Core entities. Game → Board + Players + Dice. Board has Snakes + Ladders.

Key concepts.

Composition over inheritance — Snake and Ladder don’t share a base class.
Board’s getNewPosition(current, dice) handles boundaries, snakes, ladders.
If new position > 100, stay put.
Dice roll → Board calculates → Player position updates → check win.

Remember. Each class one job: Dice rolls, Board calculates positions, Player tracks state, Game manages turns. Snakes use Map (head→tail), Ladders use Map (bottom→top).

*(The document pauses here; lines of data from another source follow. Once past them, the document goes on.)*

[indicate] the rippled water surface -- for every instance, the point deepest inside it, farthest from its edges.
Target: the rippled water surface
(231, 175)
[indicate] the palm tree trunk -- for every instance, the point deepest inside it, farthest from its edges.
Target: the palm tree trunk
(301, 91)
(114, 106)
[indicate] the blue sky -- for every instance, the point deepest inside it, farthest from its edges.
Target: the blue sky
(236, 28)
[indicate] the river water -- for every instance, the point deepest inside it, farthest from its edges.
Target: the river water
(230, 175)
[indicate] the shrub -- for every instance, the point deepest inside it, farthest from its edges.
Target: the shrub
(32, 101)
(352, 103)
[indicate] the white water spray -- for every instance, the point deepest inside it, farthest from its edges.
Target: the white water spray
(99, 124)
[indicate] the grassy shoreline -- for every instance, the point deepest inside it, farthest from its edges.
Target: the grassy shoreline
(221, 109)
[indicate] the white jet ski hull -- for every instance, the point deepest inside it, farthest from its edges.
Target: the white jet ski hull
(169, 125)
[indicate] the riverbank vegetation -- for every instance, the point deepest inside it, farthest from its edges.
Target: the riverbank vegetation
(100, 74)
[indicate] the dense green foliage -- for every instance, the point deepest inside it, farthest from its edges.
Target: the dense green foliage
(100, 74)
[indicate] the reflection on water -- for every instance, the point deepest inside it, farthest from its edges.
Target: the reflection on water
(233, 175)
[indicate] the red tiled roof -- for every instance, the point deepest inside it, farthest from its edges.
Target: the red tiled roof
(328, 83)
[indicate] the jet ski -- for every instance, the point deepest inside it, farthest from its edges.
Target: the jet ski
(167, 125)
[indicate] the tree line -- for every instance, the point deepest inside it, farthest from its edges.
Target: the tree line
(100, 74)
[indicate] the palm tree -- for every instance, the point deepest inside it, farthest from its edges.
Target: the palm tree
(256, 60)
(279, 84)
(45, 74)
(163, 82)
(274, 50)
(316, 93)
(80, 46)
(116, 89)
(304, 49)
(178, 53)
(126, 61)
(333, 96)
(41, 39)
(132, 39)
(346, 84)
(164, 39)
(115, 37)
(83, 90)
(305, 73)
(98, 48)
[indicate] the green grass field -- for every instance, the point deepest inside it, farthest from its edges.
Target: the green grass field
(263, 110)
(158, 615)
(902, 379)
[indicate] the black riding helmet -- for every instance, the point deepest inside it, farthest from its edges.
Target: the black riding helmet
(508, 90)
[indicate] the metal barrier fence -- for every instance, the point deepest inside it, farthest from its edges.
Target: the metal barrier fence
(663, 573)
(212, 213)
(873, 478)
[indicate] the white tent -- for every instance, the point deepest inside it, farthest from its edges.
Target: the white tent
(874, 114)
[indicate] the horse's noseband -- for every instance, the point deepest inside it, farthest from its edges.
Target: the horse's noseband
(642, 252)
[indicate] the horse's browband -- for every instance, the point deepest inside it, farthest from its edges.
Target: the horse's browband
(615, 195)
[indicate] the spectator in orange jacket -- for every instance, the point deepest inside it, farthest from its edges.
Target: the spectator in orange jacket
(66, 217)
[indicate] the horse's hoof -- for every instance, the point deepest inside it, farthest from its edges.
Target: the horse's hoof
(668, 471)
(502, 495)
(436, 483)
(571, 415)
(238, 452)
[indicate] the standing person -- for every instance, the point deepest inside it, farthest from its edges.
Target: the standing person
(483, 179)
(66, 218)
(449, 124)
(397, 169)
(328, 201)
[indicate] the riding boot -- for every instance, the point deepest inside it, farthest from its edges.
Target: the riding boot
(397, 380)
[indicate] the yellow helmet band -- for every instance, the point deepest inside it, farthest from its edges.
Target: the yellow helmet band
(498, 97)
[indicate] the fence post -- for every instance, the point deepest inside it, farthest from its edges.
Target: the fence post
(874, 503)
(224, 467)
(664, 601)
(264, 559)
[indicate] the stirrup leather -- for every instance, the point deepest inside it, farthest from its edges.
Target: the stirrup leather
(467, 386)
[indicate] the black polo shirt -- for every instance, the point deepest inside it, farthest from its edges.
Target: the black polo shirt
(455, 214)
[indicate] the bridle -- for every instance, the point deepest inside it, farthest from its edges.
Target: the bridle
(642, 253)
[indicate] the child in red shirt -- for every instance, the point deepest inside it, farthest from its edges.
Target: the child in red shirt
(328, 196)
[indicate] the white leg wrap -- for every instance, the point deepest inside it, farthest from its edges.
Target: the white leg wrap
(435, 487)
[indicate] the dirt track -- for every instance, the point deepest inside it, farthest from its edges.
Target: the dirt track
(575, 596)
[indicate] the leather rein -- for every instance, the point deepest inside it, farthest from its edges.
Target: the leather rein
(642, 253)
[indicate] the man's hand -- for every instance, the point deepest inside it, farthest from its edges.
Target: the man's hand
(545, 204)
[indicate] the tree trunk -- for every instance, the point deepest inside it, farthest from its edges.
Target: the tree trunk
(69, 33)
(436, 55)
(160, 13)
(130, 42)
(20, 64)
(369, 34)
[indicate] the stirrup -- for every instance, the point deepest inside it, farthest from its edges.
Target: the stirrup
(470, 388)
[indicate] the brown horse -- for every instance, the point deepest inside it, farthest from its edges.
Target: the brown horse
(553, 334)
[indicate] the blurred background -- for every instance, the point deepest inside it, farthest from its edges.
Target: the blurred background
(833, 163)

Extensions: multiple dice, special cells (power-ups), save/resume (Memento), chained snakes/ladders.

Design Chess

Core entities. Game → Board + Players. Board has 8x8 grid of Pieces. Six piece types: King/Queen/Rook/Bishop/Knight/Pawn.

Key concepts.

Polymorphism is the star. Abstract Piece.canMove() overridden by each piece type.
Game just calls piece.canMove() — doesn’t care which piece.
King — 1 square any direction. Queen — straight or diagonal. Rook — straight. Bishop — diagonal. Knight — L-shape, jumps. Pawn — forward 1 (or 2 from start), captures diagonal.
Validate: own piece + valid move + path clear (isPathClear) + own king not in check after move.

Remember. findKing(color) and isUnderAttack(row, col, byColor) are the helpers for check detection. After moving, if our king is attacked, undo. Adding new piece type = new class, no other changes. Extensions: castling (track hasMoved), en passant (track lastMove), pawn promotion, undo (Command), checkmate detection (try all moves).

Design Library Management

Core entities. Library → Books + Members. Book has many BookItems. Member has many Loans.

Key concepts.

Book vs BookItem distinction is critical. Book = catalog entry (ISBN, title, author). BookItem = physical copy (barcode, status).
Loan tracks: item, member, borrowDate, dueDate, returnDate. Calculates fine = overdue_days × rate.
Member has MAX_LOANS limit.
Observer pattern — waitlist notifications when book returned.
BookStatus: AVAILABLE / LOANED / RESERVED / LOST.

Remember. Library acts as Facade. Borrow flow: find member → check limit → find available item → mark LOANED → create Loan. Return: calc fine → AVAILABLE → notify waitlist. Extensions: renewal, member tiers (Strategy), digital books, multi-criteria search (Builder).

Design ATM

Core entities. ATM (context) + ATMState (Idle/Auth/Menu/Transaction) + CashDispenser + Card + Account + Transaction.

Key concepts.

State pattern drives everything. Card insertion in Idle → AuthState. Wrong PIN 3x → card retained, IdleState.
AuthState has MAX_ATTEMPTS = 3.
Account has balance + dailyWithdrawn (DAILY_LIMIT $5000).
Withdraw: validate → debit account → dispense → succeed (or rollback on failure).
Transactions logged for receipts.

Remember. Same buttons mean different things per state. State is THE pattern here. Cash dispenser tracks physical cash; reject if low. Extensions: multi-currency (denomination strategy), receipt printer (Observer), admin mode (new state), hardware failure recovery (Command rollback).